@drsimonj here to show you how to use xgboost (extreme gradient boosting) models in pipelearner.

Why a post on xgboost and pipelearner?

xgboost is one of the most powerful machine-learning libraries, so there’s a good reason to use it. pipelearner helps to create machine-learning pipelines that make it easy to do cross-fold validation, hyperparameter grid searching, and more. So bringing them together will make for an awesome combination!

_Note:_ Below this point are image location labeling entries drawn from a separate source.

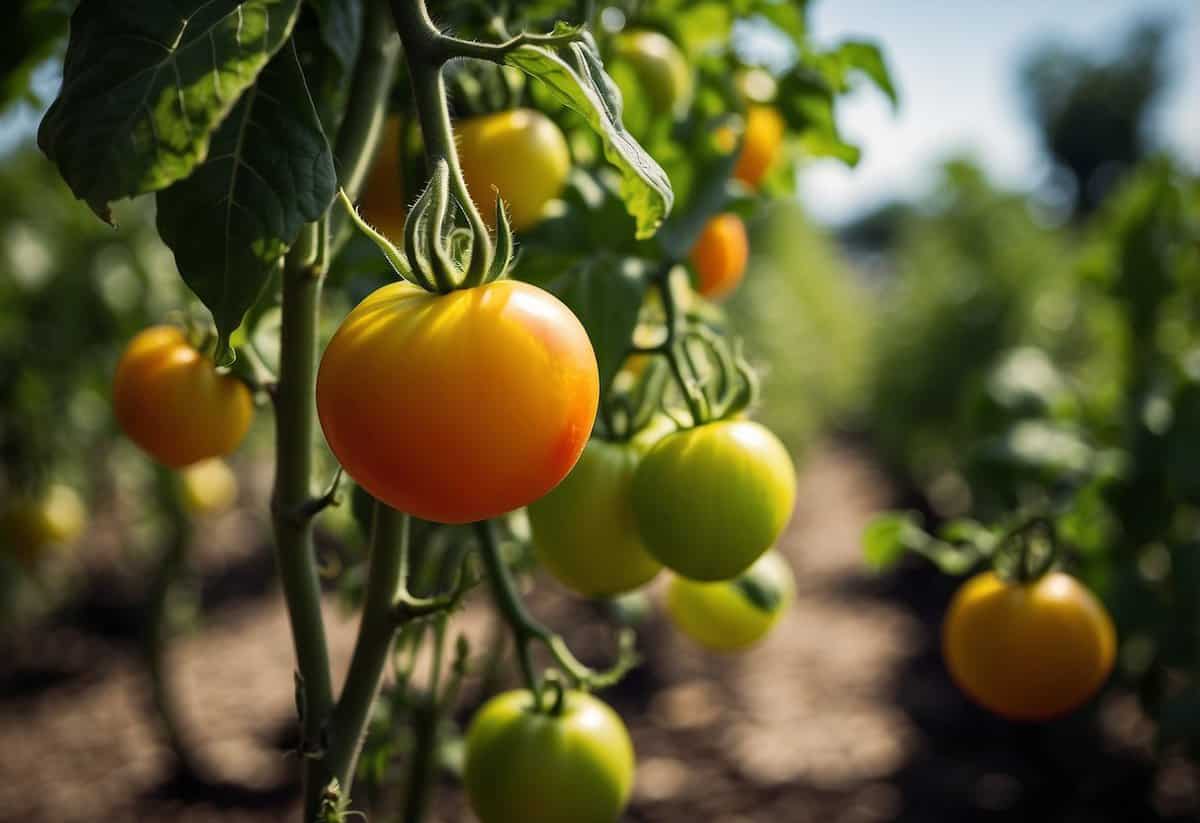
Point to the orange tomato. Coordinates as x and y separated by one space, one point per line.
383 197
459 407
171 400
720 256
761 144
1029 650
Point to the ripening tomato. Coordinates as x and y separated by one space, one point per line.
209 487
171 400
459 407
1029 650
720 256
30 524
760 145
522 154
383 197
709 500
730 616
523 766
583 530
663 72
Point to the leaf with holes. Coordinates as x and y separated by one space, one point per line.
147 82
269 173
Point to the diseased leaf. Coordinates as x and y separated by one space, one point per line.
581 83
269 173
147 82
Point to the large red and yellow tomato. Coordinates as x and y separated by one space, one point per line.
1029 650
525 766
383 197
173 402
720 256
760 144
459 407
522 154
709 500
583 530
731 616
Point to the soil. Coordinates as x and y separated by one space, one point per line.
843 715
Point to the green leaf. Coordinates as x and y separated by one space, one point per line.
885 539
858 56
606 294
581 83
270 172
341 29
147 82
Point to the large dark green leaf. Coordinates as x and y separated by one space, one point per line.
580 82
147 82
270 172
606 294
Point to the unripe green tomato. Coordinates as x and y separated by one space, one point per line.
661 70
209 486
30 524
583 530
529 767
523 154
730 616
709 500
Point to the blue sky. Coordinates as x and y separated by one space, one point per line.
955 65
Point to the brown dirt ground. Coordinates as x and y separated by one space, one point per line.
843 715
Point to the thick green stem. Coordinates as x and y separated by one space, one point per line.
363 126
425 54
295 428
377 630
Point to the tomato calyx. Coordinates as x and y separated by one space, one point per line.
441 256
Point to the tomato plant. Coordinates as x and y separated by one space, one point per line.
1029 650
711 500
171 400
573 762
585 532
730 616
402 382
474 384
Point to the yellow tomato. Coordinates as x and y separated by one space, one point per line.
33 523
720 256
761 144
730 616
383 198
522 154
1029 652
171 400
459 407
209 486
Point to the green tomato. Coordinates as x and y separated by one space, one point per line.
709 500
523 766
730 616
583 530
661 70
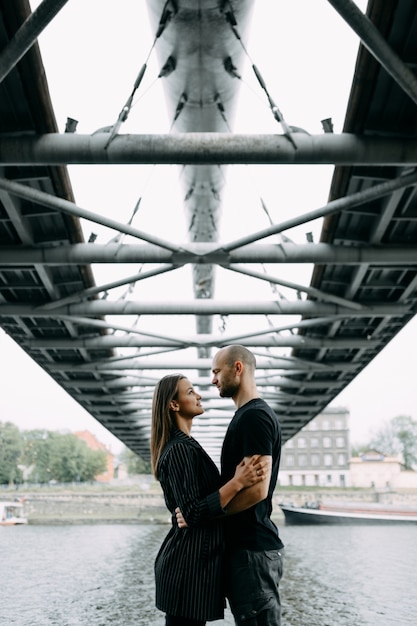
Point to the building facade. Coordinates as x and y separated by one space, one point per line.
319 455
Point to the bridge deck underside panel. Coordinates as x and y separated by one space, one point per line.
104 352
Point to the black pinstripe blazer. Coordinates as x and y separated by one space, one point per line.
188 567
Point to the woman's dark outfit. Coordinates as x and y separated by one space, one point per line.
188 567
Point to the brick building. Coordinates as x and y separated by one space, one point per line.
319 454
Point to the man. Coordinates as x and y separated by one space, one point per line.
254 550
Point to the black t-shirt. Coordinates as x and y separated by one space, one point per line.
254 429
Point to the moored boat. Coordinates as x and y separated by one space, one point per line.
11 514
353 513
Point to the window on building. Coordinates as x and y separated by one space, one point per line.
328 460
315 460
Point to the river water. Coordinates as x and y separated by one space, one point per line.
103 574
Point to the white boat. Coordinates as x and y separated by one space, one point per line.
352 513
11 513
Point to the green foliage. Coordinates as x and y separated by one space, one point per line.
398 437
134 463
11 446
48 456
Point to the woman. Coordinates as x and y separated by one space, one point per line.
188 565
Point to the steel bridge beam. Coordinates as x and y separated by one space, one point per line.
116 341
27 34
100 308
207 149
208 253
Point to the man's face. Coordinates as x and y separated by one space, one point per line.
224 377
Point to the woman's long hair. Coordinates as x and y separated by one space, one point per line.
163 419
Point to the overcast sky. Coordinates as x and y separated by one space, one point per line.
92 53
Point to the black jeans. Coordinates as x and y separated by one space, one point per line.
174 620
252 583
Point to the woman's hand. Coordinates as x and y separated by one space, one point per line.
251 470
180 519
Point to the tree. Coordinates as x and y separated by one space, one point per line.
62 457
11 446
398 436
135 464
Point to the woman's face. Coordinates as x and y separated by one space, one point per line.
188 400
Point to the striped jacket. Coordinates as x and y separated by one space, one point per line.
188 567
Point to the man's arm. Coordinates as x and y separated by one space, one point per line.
252 495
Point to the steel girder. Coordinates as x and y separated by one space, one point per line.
364 284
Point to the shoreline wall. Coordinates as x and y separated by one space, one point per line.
74 505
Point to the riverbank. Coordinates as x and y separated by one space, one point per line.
143 502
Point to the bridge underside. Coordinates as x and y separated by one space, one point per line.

The only problem - out of the box, xgboost doesn’t play nice with pipelearner. Let’s work out how to deal with this.

Setup

To follow this post you’ll need the following packages:

  1. # Install (if necessary)
  2. install.packages(c("xgboost", "tidyverse", "devtools"))
  3. devtools::install_github("drsimonj/pipelearner")
  4. # Attach
  5. library(tidyverse)
  6. library(xgboost)
  7. library(pipelearner)
  8. library(lazyeval)

Our example will be to try and predict whether tumours are cancerous or not using the Breast Cancer Wisconsin (Diagnostic) Data Set. Set up as follows:

  1. data_url <- 'https://archive.ics.uci.edu/ml/machine-learning-databases/breast-cancer-wisconsin/breast-cancer-wisconsin.data'
  2. d <- read_csv(
  3. data_url,
  4. col_names = c('id', 'thinkness', 'size_uniformity',
  5. 'shape_uniformity', 'adhesion', 'epith_size',
  6. 'nuclei', 'chromatin', 'nucleoli', 'mitoses', 'cancer')) %>%
  7. select(-id) %>% # Remove id; not useful here
  8. filter(nuclei != '?') %>% # Remove records with missing data
  9. mutate(cancer = cancer == 4) %>% # one-hot encode 'cancer' as 1=malignant;0=benign
  10. mutate_all(as.numeric) # All to numeric; needed for XGBoost
  11. d
  12. #> # A tibble: 683 × 10
  13. #> thinkness size_uniformity shape_uniformity adhesion epith_size nuclei
  14. #> <dbl> <dbl> <dbl> <dbl> <dbl> <dbl>
  15. #> 1 5 1 1 1 2 1
  16. #> 2 5 4 4 5 7 10
  17. #> 3 3 1 1 1 2 2
  18. #> 4 6 8 8 1 3 4
  19. #> 5 4 1 1 3 2 1
  20. #> 6 8 10 10 8 7 10
  21. #> 7 1 1 1 1 2 10
  22. #> 8 2 1 2 1 2 1
  23. #> 9 2 1 1 1 2 1
  24. #> 10 4 2 1 1 2 1
  25. #> # ... with 673 more rows, and 4 more variables: chromatin <dbl>,
  26. #> # nucleoli <dbl>, mitoses <dbl>, cancer <dbl>

pipelearner

pipelearner makes it easy to do lots of routine machine learning tasks, many of which you can check out in this post. For this example, we’ll use pipelearner to perform a grid search of some xgboost hyperparameters.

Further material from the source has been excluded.